Al centro del dibattito la difesa comune europea, in una prospettiva di mantenimento dei valori di pace e sicurezza del continente, in un tempo di ricerca di nuovi equilibri mondiali, di accelerazione tecnologica e delle strategie politiche e militari conseguenti. Per la difesa gli Stati Uniti spendono circa 800 miliardi di dollari l’anno, la Cina è stimata tra i 190 e i 290 miliardi e l’Europa tra 250 e i 350 miliardi, a seconda che si includano Regno Unito e Turchia. L’Europa deve essere sempre più un produttore e fornitore di sicurezza e meno un suo semplice beneficiario. L’incremento degli investimenti dovrà essere destinato allo sviluppo e all’acquisto di sistemi di difesa innovativi, e quindi sostenuto nel tempo e non una semplice risposta di breve periodo a una minaccia contingente.
L’Aspen Institute Italia ha avviato un Progetto pluriennale (dal 2022 al 2025) per valorizzare, attraverso incontri che sollecitino riflessioni e proposte, le rilevanti analogie fra la battaglia di Pavia e le attuali sfide in campo internazionale.
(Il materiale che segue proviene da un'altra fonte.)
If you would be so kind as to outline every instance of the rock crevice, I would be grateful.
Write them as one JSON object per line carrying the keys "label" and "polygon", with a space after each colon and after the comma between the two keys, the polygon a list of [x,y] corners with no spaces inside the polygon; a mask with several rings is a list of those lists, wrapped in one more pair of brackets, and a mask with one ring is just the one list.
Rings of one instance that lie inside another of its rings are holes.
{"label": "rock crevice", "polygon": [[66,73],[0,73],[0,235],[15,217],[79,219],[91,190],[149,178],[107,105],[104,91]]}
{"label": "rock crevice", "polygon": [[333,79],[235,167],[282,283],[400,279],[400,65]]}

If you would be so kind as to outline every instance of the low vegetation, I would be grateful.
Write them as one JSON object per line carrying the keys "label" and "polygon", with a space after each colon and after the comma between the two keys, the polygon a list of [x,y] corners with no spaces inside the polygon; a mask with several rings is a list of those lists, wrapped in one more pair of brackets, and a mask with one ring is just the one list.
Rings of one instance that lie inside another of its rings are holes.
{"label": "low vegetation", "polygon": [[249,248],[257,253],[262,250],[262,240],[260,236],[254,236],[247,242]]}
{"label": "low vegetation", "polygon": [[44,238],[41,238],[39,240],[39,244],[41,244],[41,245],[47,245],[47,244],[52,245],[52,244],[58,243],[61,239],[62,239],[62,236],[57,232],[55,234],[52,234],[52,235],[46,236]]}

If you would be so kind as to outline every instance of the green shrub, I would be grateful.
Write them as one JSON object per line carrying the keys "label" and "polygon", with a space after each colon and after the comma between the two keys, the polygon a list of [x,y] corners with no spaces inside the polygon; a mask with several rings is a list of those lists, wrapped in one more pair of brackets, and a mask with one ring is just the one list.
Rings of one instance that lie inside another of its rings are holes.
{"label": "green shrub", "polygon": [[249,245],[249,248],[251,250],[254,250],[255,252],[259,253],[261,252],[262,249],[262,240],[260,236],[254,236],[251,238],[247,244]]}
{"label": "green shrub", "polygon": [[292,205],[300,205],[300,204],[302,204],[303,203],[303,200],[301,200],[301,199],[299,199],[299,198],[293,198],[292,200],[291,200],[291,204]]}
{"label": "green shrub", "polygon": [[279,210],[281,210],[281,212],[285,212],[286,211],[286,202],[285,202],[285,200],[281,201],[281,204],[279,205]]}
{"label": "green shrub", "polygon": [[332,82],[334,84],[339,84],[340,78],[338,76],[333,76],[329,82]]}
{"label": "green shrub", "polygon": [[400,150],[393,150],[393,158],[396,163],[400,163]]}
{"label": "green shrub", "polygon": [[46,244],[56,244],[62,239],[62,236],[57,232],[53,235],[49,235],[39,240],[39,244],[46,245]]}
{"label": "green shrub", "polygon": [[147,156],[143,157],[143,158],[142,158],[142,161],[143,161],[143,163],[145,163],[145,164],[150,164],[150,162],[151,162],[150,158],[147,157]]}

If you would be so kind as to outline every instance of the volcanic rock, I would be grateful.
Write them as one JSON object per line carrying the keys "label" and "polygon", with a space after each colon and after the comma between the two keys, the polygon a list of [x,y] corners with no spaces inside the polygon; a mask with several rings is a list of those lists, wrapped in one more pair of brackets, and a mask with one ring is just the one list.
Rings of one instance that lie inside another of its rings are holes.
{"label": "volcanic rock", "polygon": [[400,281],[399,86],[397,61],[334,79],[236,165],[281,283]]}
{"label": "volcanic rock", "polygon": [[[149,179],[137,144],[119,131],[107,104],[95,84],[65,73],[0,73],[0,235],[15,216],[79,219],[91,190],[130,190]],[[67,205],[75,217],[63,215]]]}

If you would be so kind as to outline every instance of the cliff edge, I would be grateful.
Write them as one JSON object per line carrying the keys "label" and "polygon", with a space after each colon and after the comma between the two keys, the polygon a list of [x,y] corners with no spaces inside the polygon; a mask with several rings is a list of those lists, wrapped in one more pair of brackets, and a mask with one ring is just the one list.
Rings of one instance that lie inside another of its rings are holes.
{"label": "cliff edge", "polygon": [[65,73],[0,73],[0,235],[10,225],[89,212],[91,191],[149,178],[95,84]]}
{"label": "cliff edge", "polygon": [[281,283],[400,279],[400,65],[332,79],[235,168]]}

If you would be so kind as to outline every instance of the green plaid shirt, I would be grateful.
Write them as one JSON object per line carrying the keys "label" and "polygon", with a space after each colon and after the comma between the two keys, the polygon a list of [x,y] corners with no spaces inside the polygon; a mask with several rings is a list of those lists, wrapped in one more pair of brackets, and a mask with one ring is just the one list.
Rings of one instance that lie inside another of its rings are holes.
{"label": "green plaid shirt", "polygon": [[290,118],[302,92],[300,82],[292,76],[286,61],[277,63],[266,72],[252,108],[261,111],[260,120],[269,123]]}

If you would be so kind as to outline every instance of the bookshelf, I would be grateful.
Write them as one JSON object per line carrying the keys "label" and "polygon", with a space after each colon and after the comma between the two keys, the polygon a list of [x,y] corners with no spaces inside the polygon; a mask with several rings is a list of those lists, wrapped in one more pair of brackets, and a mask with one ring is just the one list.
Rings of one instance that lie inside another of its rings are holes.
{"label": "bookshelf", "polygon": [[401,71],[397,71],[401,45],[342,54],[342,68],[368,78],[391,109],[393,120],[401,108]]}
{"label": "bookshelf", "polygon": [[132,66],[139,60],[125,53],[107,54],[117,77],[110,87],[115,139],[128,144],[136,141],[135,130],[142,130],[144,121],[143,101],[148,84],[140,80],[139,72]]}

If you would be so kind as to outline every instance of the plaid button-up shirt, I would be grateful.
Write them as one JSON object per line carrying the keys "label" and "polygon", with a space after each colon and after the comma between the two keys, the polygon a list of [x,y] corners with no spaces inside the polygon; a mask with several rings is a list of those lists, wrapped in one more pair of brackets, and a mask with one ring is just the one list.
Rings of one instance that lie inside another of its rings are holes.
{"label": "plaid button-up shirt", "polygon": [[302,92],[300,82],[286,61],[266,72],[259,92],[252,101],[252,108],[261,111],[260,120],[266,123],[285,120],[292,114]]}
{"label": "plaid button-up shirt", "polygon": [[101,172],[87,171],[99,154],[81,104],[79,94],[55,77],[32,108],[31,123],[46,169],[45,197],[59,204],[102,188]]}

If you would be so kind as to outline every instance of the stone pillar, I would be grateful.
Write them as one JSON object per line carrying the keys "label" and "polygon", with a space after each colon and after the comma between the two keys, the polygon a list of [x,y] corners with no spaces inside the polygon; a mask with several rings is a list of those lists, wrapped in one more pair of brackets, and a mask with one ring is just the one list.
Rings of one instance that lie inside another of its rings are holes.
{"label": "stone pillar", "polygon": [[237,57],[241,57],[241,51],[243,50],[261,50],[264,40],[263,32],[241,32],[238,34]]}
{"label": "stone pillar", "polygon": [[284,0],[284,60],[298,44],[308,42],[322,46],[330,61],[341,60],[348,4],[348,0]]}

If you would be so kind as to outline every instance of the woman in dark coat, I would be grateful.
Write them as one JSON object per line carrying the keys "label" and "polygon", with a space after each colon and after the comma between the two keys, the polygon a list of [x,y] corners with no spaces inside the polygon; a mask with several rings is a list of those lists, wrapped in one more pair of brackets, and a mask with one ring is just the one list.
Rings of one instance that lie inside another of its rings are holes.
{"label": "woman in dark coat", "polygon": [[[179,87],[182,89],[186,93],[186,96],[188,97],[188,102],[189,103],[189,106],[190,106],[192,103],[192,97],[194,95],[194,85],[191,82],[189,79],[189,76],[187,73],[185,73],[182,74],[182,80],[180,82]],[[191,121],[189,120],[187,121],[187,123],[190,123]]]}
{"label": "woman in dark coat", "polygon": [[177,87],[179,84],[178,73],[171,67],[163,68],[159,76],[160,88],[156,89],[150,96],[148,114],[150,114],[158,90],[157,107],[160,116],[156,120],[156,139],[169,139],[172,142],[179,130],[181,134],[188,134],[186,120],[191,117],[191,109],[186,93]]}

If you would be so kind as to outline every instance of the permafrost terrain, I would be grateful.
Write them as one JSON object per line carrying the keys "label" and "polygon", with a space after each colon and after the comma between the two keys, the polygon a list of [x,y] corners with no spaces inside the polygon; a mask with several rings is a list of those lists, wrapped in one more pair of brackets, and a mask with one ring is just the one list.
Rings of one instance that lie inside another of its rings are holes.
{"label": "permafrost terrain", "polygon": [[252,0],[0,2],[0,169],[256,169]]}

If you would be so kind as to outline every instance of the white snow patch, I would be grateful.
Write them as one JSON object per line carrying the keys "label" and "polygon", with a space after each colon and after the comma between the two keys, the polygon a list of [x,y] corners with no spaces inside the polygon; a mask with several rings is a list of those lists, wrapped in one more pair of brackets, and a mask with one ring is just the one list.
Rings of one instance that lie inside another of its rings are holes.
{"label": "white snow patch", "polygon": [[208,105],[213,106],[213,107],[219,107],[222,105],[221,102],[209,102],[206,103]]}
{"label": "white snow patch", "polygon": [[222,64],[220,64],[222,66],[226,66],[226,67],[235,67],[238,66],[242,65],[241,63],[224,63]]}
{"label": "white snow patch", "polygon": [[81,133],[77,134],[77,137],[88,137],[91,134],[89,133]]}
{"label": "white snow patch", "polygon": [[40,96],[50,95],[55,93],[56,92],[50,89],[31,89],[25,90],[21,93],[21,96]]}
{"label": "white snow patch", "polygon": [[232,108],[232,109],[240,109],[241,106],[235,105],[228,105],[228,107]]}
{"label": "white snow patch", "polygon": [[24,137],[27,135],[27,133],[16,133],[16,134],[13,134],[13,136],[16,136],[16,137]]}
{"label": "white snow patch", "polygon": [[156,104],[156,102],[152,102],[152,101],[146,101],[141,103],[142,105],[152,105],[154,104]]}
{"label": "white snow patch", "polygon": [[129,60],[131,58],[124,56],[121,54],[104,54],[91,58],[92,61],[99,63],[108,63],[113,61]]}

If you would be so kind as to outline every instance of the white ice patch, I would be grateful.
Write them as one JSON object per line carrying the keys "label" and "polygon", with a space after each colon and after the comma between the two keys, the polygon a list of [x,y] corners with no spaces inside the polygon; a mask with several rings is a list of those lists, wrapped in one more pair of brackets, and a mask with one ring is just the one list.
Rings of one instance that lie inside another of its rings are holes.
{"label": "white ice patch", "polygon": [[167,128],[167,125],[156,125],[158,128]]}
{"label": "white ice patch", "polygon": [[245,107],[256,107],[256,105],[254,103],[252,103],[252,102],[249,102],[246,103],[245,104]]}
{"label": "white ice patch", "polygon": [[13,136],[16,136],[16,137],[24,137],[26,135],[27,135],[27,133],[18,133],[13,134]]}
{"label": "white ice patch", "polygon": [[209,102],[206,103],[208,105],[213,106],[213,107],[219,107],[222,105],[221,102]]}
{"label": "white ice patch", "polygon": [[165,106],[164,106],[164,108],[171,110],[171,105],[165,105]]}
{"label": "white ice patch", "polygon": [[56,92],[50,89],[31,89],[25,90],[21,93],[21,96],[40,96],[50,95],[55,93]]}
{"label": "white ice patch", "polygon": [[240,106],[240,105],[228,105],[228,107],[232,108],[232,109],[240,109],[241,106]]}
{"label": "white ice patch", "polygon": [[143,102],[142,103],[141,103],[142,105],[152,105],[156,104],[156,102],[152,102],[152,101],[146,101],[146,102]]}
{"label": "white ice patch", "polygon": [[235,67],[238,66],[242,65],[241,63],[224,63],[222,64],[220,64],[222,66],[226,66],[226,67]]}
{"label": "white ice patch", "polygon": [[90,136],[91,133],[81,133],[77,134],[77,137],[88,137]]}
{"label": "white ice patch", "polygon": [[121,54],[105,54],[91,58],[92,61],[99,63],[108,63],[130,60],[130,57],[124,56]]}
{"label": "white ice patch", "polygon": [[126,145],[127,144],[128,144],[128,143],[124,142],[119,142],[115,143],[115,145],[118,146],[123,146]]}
Quella fu, infatti, la prima grande battaglia europea, per la composizione degli eserciti e per la scala geopolitica degli obiettivi e delle operazioni.
Allo stesso tempo, la battaglia di Pavia fu anche rivoluzionaria, nella sua dimensione tecnologiche, in quanto vide l’avvento dell’arma da fuoco usata, per la prima volta, in modo risolutivo sul campo di battaglia, senza dimenticare gli aspetti politico-sociali, con il popolo che sconfiggeva la nobiltà. Non stupisce perciò che quell’evento abbia avuto ripercussioni importanti nei decenni e secoli successivi, contribuendo a segnare un’epoca caratterizzata già da altre importanti rotture: dalla caduta di Costantinopoli alla scoperta dell’America, dalla riforma protestante all’inizio di quella piccola era glaciale che avrebbe accompagnato l’umanità fino a metà Ottocento.
Nel suo intervento introduttivo, Stefano Lucchini, Chief Institutional Affairs and External Communication Officer di Intesa Sanpaolo (nella foto sopra), ha osservato che “la riflessione promossa da Aspen Institute sul cinquecentesimo anniversario della battaglia di Pavia va dritta al cuore dei complessi problemi della nostra epoca e dei cambiamenti strutturali negli equilibri mondiali che sono in corso”. A suo avviso, il nodo della questione è “in quale misura la tecnologia possa influenzare la struttura politica di riferimento e la sicurezza internazionale, tema che si sviluppa sul terreno della cooperazione, della nuova difesa europea e dello sviluppo industriale”.
A proposito di nuove tecnologie, Lucchini ha voluto ricordare un episodio relativo alla battaglia di Pavia: “Se non fosse morto, sarebbe ancora in vita”, così nel 1525 fu detto per Jacques de La Palice, il nobile cavaliere francese caduto in quella battaglia per un colpo di archibugio sparato da un oscuro fante segnò la fine di un’epoca: la fine dell’arma bianca, battuta dall’arma da fuoco. Oggi siamo davanti a nuove innovazioni, e purtroppo a nuove guerre”.
Lucchini ha poi concluso il suo intervento d’apertura con questa riflessione: “Inevitabilmente la nostra comprensione è parziale. E se, come accade oggi per la battaglia di Pavia, potessimo leggere quello che tra cinquecento anni gli storici scriveranno della nostra epoca, probabilmente resteremmo sorpresi delle categorie che userebbero, delle chiavi di lettura a noi probabilmente non note, in quanto noi non abbiamo il distacco dalla storia che viviamo”.